The Institute of Food Technologists (IFT) will carry out the pilots, at FDA’s direction, under an existing contract with the agency. IFT is a Chicago-based nonprofit scientific society focused on food science and technology and has previously worked with FDA on product-tracing studies.

These pilots are mandated by the landmark food safety law that requires FDA to implement a system that is based on science and addresses food safety hazards from farm to table.

“We can prevent illnesses and reduce the economic impact to the food industry if we can more quickly discover what food may be causing an outbreak and what foods can be eliminated from consideration,” says Michael R. Taylor, FDA’s deputy commissioner for foods.

 

Acne in Adult Women

September 10, 2011

For a large number of females it takes place like alarm clock each month: cramps, swift changes in moods, and acne breakouts. Specialists realize that acne in adult women breakouts can be affected by hormonal fluctuations; however study on this topic has been rather minimal – until recently. A recent research stated that acne in adult women usually happens the week that precedes their period.

What is interesting about hormonal acne in adult women is the fact that they cannot be treated by the usual therapy methods. Topical antibiotics and topical retinoids are useless in this case. Some indications that can help your doctor to diagnose hormonally-influenced acne in adult women:

  • Acne breakouts or onsets that for the first time appear in adults
  • Acne flashes connected with menstrual cycle
  • A history of menstruating irregularly
  • Your skin oiliness exceeds the norms;
  • Hirsutism (problems with growing hair)
  • Raised levels of certain androgens in your blood stream

Though hormonal acne in adult women usually starts to disturb women of about 20-25, adolescents and senior women can be susceptible to it. And women over 30 are a risk group. Acne pimples usually appear on face, especially chin and jaw. But sometimes there are traces of acne on the chest or back. Acne pimples are of three types: inflammatory papules, inflammatory nodules and comedones. But where is the reason for it?

According to American Skincare & Cellulite Expert Association:

Usually it starts at the age of 9-10 (at prepubescent years). The adrenal glands begin the dihydroepiandrosterone sulfate (DHEAS) production, which is one of the androgens. In the beginning of puberty some “male” hormones, such as dehydrotestosterone (DHT) and testosterone, step in to act in a woman body, stimulating excessive secretion of sebum (the natural oil of skin) by the sebaceous glands.

This is also the reason why teenagers suffer from acne so frequently. And the problem is more typical for boys, because their bodies produce more ‘male’ hormones. It is rather difficult to treat teenagers’ acne, because their hormone systems are unbalanced and suffer from constant changes.
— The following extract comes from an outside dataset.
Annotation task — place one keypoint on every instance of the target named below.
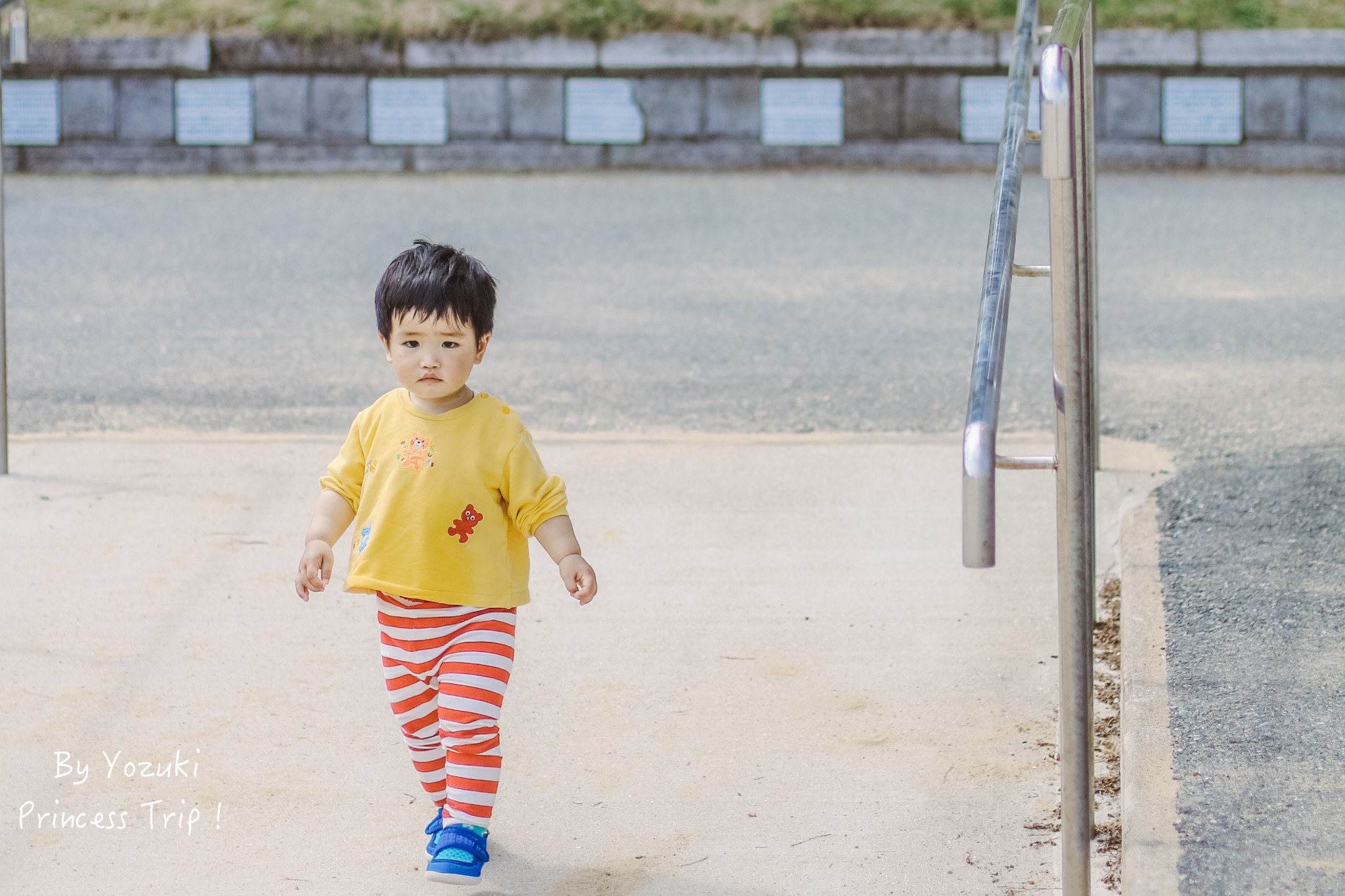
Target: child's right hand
(315, 568)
Very often benzoyl peroxide, topical retinoids (sometimes combined with an oral antibiotic) can have good results. With growth of the body though, there can be serious hormonal changes therefore the medicine may seem to be ineffective at this period. It is essential to adjust the treatment course and introduce safe and natural acne products.
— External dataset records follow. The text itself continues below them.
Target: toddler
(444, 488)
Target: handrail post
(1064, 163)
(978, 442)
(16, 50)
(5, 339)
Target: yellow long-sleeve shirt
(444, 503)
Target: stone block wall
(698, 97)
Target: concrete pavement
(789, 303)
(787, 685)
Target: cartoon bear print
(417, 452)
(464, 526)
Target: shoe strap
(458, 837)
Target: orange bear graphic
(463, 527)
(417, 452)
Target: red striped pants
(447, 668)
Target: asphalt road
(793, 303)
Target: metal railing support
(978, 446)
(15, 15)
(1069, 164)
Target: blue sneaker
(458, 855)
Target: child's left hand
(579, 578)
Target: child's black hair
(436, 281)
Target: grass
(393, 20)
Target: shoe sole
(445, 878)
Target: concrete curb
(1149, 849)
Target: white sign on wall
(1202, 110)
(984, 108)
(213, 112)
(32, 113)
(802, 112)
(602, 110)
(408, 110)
Some women may never see acne on their faces; others may experience it only before menstruation. When menstrual cycle begins, the level of estrogen is at its high with reduction of estrogen at the end of the period. When ovulation passed, the ovaries start progesterone production. It is another hormone which causes the sebaceous glands stimulation. And sebum invites acne in adult women.

Sometimes hormones can also cause acne in pregnant women. At the time of the third trimester sebaceous glands’ active work can provoke unpleasant breakouts. It may sound strange, but sometimes acne in adult women may appear even afther menopause. The reason is that the body produces less estrogen and more testosterone.

But do not expect that this kind of acne in adult women will disappear occasionally. Dermatologist will recommend you a good treatment plan for all cases of acne in adult women.